Cardinal Hume said he had not read the pope's book of meditations in Italian because he had "only reached page five" in his Italian grammar and had no intention of studying beyond that.

Hume may have been as disappointed in the election as some of the Italians. The Manchester Guardian had published a front-page story saying that Hume's name was "on all lips" as a possible pope. Asked what he was thinking when he went into the conclave, Hume said, "nobody knows what I had in mind before I went in. I'm going to the tomb with it."

THE PATTERNS of alliances among cardinals that led to the unexpected election of the Polish archbishop were uncannily predicted in February in a novel called "The Final Conclave."

In the book, an attempt by a Soviet cardinal to force the election of a pro-Communist pope is defeated by a decision to give up sovereignty over Vatican City and participation in wordly affairs.

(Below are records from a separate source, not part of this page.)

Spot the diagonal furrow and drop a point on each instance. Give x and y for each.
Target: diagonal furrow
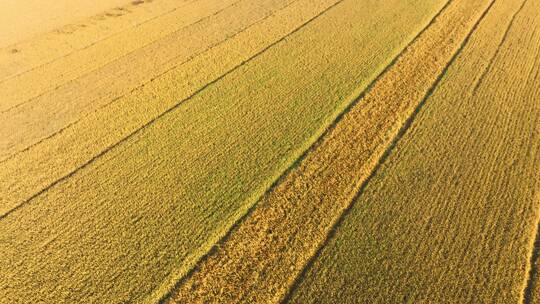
(55, 87)
(269, 248)
(89, 45)
(492, 59)
(173, 67)
(153, 120)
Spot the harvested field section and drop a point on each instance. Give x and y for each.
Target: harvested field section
(70, 148)
(133, 219)
(43, 49)
(259, 261)
(451, 215)
(48, 113)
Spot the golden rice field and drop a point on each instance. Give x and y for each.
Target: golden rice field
(270, 151)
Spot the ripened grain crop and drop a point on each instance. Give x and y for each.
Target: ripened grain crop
(190, 168)
(451, 215)
(259, 261)
(270, 151)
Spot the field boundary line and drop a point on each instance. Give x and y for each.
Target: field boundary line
(54, 88)
(59, 131)
(531, 273)
(316, 143)
(492, 59)
(165, 113)
(402, 131)
(88, 46)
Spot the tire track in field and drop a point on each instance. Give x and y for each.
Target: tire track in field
(123, 56)
(532, 273)
(91, 44)
(188, 60)
(163, 114)
(253, 220)
(384, 157)
(492, 59)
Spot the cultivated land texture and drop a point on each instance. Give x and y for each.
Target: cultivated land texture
(242, 151)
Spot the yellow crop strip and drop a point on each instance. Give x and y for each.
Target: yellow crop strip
(45, 48)
(451, 215)
(70, 148)
(259, 261)
(145, 196)
(128, 50)
(23, 19)
(29, 123)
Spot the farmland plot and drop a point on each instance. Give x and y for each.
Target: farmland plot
(259, 261)
(270, 151)
(451, 215)
(134, 212)
(31, 51)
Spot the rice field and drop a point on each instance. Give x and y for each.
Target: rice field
(270, 151)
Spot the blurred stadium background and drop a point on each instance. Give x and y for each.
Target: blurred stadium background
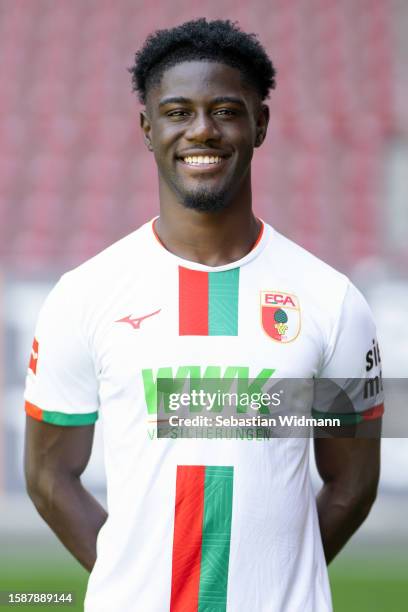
(75, 177)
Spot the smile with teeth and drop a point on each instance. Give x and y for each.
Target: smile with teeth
(197, 160)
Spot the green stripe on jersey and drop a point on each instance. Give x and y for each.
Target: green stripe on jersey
(60, 418)
(218, 488)
(223, 290)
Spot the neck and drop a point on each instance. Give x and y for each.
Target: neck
(212, 239)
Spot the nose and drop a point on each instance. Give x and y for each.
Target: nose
(202, 128)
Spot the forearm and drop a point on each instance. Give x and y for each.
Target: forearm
(73, 514)
(340, 515)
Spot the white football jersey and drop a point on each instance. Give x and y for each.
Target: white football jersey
(207, 523)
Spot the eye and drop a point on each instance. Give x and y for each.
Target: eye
(225, 112)
(176, 113)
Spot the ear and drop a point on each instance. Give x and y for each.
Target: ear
(262, 125)
(146, 129)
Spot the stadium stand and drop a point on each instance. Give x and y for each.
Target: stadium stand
(74, 172)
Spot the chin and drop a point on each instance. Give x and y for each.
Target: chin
(205, 201)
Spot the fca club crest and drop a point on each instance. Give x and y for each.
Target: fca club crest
(280, 313)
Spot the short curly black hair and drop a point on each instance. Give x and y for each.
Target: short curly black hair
(219, 40)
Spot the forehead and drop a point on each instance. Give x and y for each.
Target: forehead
(198, 80)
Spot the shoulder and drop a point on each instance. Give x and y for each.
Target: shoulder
(315, 280)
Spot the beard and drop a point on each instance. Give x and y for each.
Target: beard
(205, 201)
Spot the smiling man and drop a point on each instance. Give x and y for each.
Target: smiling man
(205, 292)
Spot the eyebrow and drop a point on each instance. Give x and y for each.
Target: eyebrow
(217, 100)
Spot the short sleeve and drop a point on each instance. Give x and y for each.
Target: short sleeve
(61, 384)
(351, 364)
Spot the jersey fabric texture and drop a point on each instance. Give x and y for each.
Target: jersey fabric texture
(225, 525)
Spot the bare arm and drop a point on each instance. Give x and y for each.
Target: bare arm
(55, 458)
(350, 471)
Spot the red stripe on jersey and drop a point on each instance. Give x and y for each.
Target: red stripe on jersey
(34, 357)
(34, 411)
(187, 539)
(373, 413)
(193, 302)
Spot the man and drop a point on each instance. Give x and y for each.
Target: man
(206, 290)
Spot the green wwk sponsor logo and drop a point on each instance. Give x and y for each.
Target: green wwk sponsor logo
(209, 389)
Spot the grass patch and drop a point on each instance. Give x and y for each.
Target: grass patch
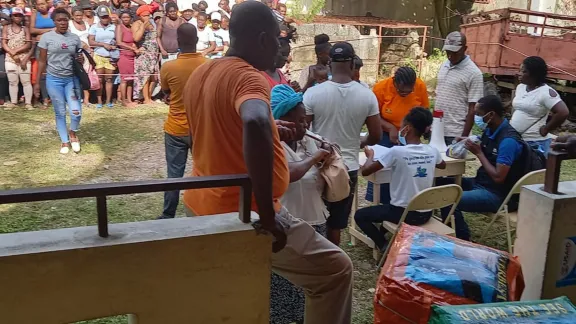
(127, 144)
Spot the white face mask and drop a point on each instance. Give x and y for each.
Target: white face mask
(401, 138)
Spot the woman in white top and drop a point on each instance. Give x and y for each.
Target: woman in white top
(413, 165)
(303, 198)
(79, 27)
(533, 101)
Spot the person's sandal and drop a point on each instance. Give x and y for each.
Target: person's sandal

The book by a former Jesuit priest named Malachi Martin describes how the U.S. and German cardinals, frightened by the Latin Americans' flirtation with Marxism, encouraged their Polish colleagues to break with a growing group of prelates ready to accommodate to communism.

Martin writes that the U. S. cardinal's believe that "the one central question to be decided about the next pontificate concerns Marxism, alliance with Marxists, and the attitude of the church to Marxist government." There is indeed a school of Jesuit thought in Rome that holds that the ideological relationship with communism is the central question facing the church.

The West German cardinals have recently expressed similar concerns. Fears are frequently expressed in church circlese that the Italian cardinals are getting so used to the idea of the "historic compromise" between the Christian Democratic and Communist parties in Italy that they are no longer the reliable bulwark against communism they once were.

Martin's "The Final Conclave," speaks of the "untold influence with the German and Austrian cardinals" of the Polish cardinals, Primato Stefan Wyszynski and Karol Wojtyla.

IT also speaks of cardinals "crisscrossing" the world in "pre-conclave electionering" - reminding some persons of Wojtyla's visits to Polish emigre communities all over the world.

IT IS BECOMING clear that Cardinal Franz Koenig of Vienna played a key role in selling Wojtyla to the conclave. The 73-year-old Austrian is the church's acknowledged authority on relations with Eastern Europe.

In an interview on Austrian television this week, Koenig said that the Italian cardinals found it hard to break with the 456-year-old tradition of electing Italian popes and could not bring themselves to vote for a foreigner.

Koenig is said to hae brought forth Wojtyla's name in August at the conclave that elected Archbishop Albino Luciani of Venice as pope. He is now said to have mounted a major effort on Wojtyla's behalf during the lunch break between the morning and afternoon sessions of the second day of this most recent conclave.

An Italian Jesuit priest who is a student of the College of Cardinals said that if lobbying had not already been going on for Wojtyla he could not have been elected in only two days of voting.